Karrinne March 21st, 2003, 07:36 AM I think if in any way the whole family could be there, it would be great. She definitely has symptoms of mental disorder, caused by who knows what?????????? Could be something simple, reaction to some med she's on, issues she has suppressed for years coming out, some sort of chemical imbalance, any number of things. Definitely NOT normal mid life symptoms. I forget to buy catfood, but not how to pack a suitcase!
I hope things get better for your family, soon. Bless your little heart, keep your chin up, and I will be hoping things are good for you all again soon.
Karen March 24th, 2003, 06:29 AM another update
she has continued to decline over the past few days, attacking my dad again, even worse than before.
we did a family intervention last night. it was one of the most horrible experiences of my life. i won't go into the gory details, but she is truly paranoid and not herself at all. it was the worst i had seen her behave.
she agreed to go to the doctor this week, but i remain skeptical if she will actually follow through. my dad and she agreed to spend the day on the telephone attempting to get her in to see a new doctor.

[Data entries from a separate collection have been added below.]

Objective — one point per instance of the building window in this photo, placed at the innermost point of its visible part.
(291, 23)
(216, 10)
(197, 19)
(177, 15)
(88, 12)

Pixna March 24th, 2003, 07:39 AM YIKES! Good luck, Karen! You are doing the best thing possible for your mother -- just bear that in mind when the going gets rough(er). Please keep us posted on what happens. {{{HUGS}}}
terri March 24th, 2003, 08:27 AM hang in there Karen-glad you got the support of your family. Hope she steps up to the plate on her own and you don't have to do anymore intervention of a forcible nature.